An der Juliastraße, die jetzt 14 Meter unter der Bahnunterführung liegt, erklärte ein ehemaliger Eisenbahner, dass früher Straße und Bahntrasse an der Köln-Mindener-Eisenbahn auf einer Ebene lagen. Durch Bergsenkungen ist dieser Niveau-Unterschied im Laufe der Zeit entstanden. Vor Haus Nazareth wurde die Entstehung des ehemaligen katholischen Klosters geschildert, das heute ein Pflegeheim ist.

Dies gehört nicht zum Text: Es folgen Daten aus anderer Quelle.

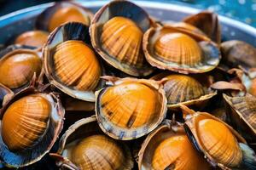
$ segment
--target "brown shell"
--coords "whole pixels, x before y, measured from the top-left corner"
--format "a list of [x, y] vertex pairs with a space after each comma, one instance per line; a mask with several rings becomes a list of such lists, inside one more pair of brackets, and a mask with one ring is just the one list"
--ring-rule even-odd
[[154, 130], [165, 118], [164, 90], [153, 80], [123, 78], [96, 92], [96, 112], [102, 131], [129, 140]]
[[3, 163], [17, 168], [40, 161], [57, 139], [64, 114], [52, 93], [29, 87], [14, 95], [0, 112]]
[[195, 112], [186, 117], [185, 130], [194, 145], [213, 166], [229, 169], [242, 162], [238, 142], [246, 141], [217, 117], [206, 112]]
[[193, 147], [183, 126], [165, 122], [151, 133], [139, 151], [139, 169], [210, 169]]
[[79, 22], [90, 26], [93, 14], [73, 2], [58, 2], [43, 11], [36, 20], [36, 28], [49, 32], [67, 22]]
[[61, 168], [131, 169], [129, 149], [102, 133], [95, 116], [81, 119], [63, 134], [57, 154], [50, 154]]
[[220, 43], [221, 33], [218, 14], [210, 11], [202, 11], [184, 18], [183, 21], [197, 27], [213, 42]]
[[89, 28], [80, 23], [58, 27], [43, 50], [45, 75], [50, 83], [71, 97], [94, 102], [103, 86], [104, 69], [90, 47]]
[[179, 29], [184, 29], [184, 30], [189, 31], [195, 34], [200, 34], [201, 36], [206, 37], [206, 34], [202, 31], [201, 31], [200, 29], [198, 29], [195, 26], [194, 26], [190, 24], [185, 23], [185, 22], [174, 22], [174, 23], [170, 23], [170, 24], [165, 23], [165, 26], [167, 26], [167, 25], [170, 25], [171, 26], [177, 27]]
[[241, 41], [230, 40], [221, 43], [224, 62], [230, 66], [256, 67], [256, 48]]
[[4, 103], [14, 95], [13, 91], [9, 88], [0, 83], [0, 109]]
[[27, 87], [36, 73], [43, 76], [42, 59], [34, 50], [15, 49], [0, 59], [0, 82], [6, 87], [19, 91]]
[[218, 46], [207, 37], [171, 26], [148, 29], [143, 50], [153, 66], [182, 73], [207, 72], [220, 60]]
[[175, 110], [179, 104], [203, 107], [207, 102], [216, 95], [210, 89], [211, 82], [207, 75], [189, 76], [163, 72], [152, 77], [164, 82], [164, 90], [167, 99], [167, 107]]
[[247, 94], [242, 97], [230, 97], [224, 94], [229, 108], [229, 117], [233, 127], [249, 143], [256, 143], [256, 98]]
[[128, 1], [113, 1], [92, 20], [92, 46], [116, 69], [131, 76], [147, 76], [153, 70], [145, 60], [142, 43], [143, 33], [151, 25], [152, 20], [140, 7]]
[[49, 33], [43, 31], [29, 31], [18, 36], [15, 43], [36, 48], [42, 48], [47, 42]]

Gegen 12.00 Uhr trug Wolfgang Viehweger im Haus Deese die Geschichte der Dorneburg und ihrer Besitzer vor, welche die Gutsherren von Holsterhausen waren. Um 1225 wurde der Adelssitz von Conrad von Dorneburg, genannt "Aschebrock", gegründet. Als die Dorneburger um 1500 im Mannesstamm ausstarben, heiratete Johann von Loe aus der Nähe von Marl die reiche Erbtochter und nannte sich fortan Johann von Loe und Dorneburg. In diesem Zusammenhang las Wolfgang Viehweger die seltsame Lebensgeschichte der Judith von Loe und Dorneburg vor, der "Jeanne d'Arc des Ruhrgebiets", wie sie auch genannt wird. Ihr Lebenslauf als Erbtochter geriet durch den 30-jährigen Krieg und die Nachkriegswirren in ungewöhnliche Bahnen. Als im Haus Loe bei Marl schwedische Truppen einquartiert waren, lernte sie durch die Soldaten das Reiten, Fechten und Schießen und zog 1668 mit den Schweden in das Hauptquartier in Bremen. Im Dragoner-Regiment ihres Obersten (und Liebhabers) gab sie sich als Mann aus und brachte es bis zum Rittmeister der schwedischen Armee. Im Jahr 1705 kehrte Judith in die Heimat zurück, bekam eine Entschädigung für das entgangene Erbe und lebte danach als Mitglied der Willibrodis-Kirchengemeinde in Wesel als fromme Klausnerin. 1721 starb diese ungewöhnliche Frau. Am Schluss der Lesung kam es zu einer Überraschung: Der Heimatfreund Wilhelm Kleffmann hatte drei Alben mitgebracht, worin u.a. Postkarten und Bilder der Dorneburg enthalten waren, welche im Zweiten Weltkrieg durch Bomben zerstört wurde. Wegen der Gaveg-Werke war Holsterhausen ein besonderes Ziel der alliierten Bomber.
Um 13.30 Uhr endete die Lesung. Zur Freude der Veranstalter erklärten einige Nichtmitglieder ihre Bereitschaft, in den nächsten Tagen dem Herner Netz beizutreten und die kulturelle Arbeit dieses Vereins zu unterstützen.